Within a project aimed to generate and screen plant cell lines for the production of valuable metabolites, three cell lines generated from Actinidia deliciosa (kiwifruit tree) showed the ability to accumulate good amounts of several quercetin glycosides. These cell lines were characterized by targeted and untargeted metabolomics to qualitatively and quantitatively define their quercetin profile.

2. Results

2.1. Establishment of Actinidia Cell Lines

For the establishment of the cell cultures, apical buds, young stem internodes, young nodes with lateral meristem and young leaves of A. deliciosa (Ad) and A. chinensis (Ac) were explanted in solid medium A. Young internodes of both species were also explanted in medium B, differing depending on the hormonal composition (see Section 4.1).
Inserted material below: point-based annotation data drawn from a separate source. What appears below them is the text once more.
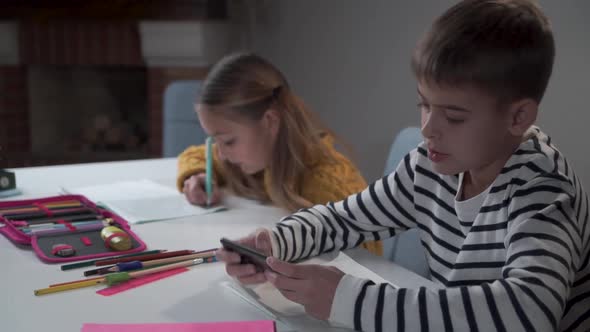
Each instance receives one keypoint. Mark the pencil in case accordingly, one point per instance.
(67, 228)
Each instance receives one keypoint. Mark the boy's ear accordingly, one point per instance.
(523, 114)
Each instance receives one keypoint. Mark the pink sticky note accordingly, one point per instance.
(242, 326)
(127, 285)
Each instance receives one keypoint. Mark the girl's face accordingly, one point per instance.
(248, 144)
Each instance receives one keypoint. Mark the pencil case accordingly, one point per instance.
(67, 228)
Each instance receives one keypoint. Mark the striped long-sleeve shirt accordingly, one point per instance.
(522, 264)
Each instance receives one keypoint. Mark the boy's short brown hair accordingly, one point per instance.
(504, 47)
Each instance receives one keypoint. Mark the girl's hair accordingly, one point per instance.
(246, 86)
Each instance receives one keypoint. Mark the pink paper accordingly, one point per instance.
(243, 326)
(127, 285)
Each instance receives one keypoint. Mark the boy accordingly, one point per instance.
(502, 215)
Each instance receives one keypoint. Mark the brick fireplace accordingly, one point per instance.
(76, 91)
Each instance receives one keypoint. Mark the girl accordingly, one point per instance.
(269, 146)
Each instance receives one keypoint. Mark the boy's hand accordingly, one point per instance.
(247, 273)
(312, 286)
(194, 190)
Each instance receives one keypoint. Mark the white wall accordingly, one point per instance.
(349, 60)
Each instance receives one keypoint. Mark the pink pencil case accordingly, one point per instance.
(66, 228)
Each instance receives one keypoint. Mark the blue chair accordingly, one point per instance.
(405, 249)
(181, 127)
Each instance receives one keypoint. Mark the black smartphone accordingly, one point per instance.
(249, 255)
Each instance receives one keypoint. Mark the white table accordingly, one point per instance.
(193, 296)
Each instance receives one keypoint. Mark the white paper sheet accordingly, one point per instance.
(142, 201)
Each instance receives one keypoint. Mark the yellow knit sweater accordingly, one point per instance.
(325, 182)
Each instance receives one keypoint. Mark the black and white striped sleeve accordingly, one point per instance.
(379, 211)
(543, 253)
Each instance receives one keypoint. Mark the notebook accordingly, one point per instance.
(142, 201)
(242, 326)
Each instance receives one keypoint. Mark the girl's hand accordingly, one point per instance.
(247, 273)
(194, 190)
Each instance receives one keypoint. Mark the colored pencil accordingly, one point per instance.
(146, 257)
(46, 205)
(114, 278)
(69, 218)
(69, 286)
(43, 214)
(136, 265)
(92, 262)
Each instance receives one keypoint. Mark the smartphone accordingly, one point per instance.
(249, 255)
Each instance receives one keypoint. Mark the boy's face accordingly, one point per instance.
(464, 129)
(245, 143)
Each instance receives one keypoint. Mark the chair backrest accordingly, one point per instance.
(405, 249)
(404, 142)
(181, 127)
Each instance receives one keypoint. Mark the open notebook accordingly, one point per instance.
(141, 201)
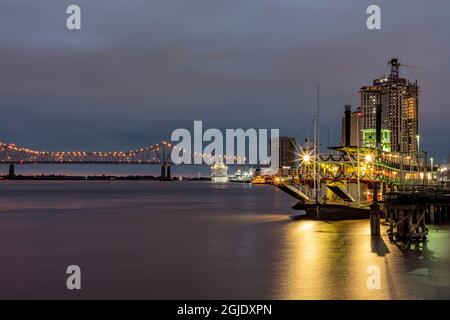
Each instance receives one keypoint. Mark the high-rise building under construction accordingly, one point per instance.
(400, 102)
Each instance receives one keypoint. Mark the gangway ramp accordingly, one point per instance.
(298, 191)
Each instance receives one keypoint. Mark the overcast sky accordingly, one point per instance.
(139, 69)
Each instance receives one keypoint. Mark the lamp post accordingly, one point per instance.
(432, 171)
(358, 165)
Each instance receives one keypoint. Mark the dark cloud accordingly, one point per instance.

Two weeks after the initiation of the cultures, all the explants appeared swollen, and showed a small amount of callus. At this stage, explants were cut again in 3–4 pieces, to stimulate callus formation.

Three months after the initiation of the cultures, all the explants formed abundant proliferating callus. In medium A, the explants of both species, with the sole exception of the leaves, formed a fast growing light green friable callus. On the other hand, the explanted leaves formed heterogeneous calli, showing both dark green hard and light green soft morphologies. In medium B, all the calli were dark green and hard, undergoing frequent browning. At this stage, medium B was replaced with medium C. Light green and friable calli were continuously selected from the heterogeneous leaf-derived calli. Nine months after the initiation of the culture, various fast-growing Actinidia cell lines were well established. Calli from induction medium A were all friable, while those generated in medium B were hard. Six friable calli were chosen for further characterization (Figure 1). The Ad-2,3,4 and Ac-7,8,9 calli were also put in liquid medium (medium A without agar), where they disaggregated quickly and generated a fine suspension culture.

Figure 1.

Figure 1

Cell lines of A. deliciosa (Ad) and A. chinensis (Ac); the plant organ from which each cell culture was initiated is shown.

2.2. Untargeted Metabolomics Analysis

Light green friable calli of A. deliciosa (Ad-2,3,4) and A. chinensis (Ac-7,8,9) were analyzed with an untargeted metabolomics approach. The methanolic extracts were prepared, diluted as described in the Material and Methods section and analyzed by Ultra Performance Liquid Chromatography—PhotoDiode Array—ElectroSpray Ionization—Quadrupole quadrupole Time of Flight (UPLC-PDA-ESI-QqTOF). Since the hard calli are not suitable for growing in a bioreactor in liquid medium, the cell lines obtained on medium B were not further characterized.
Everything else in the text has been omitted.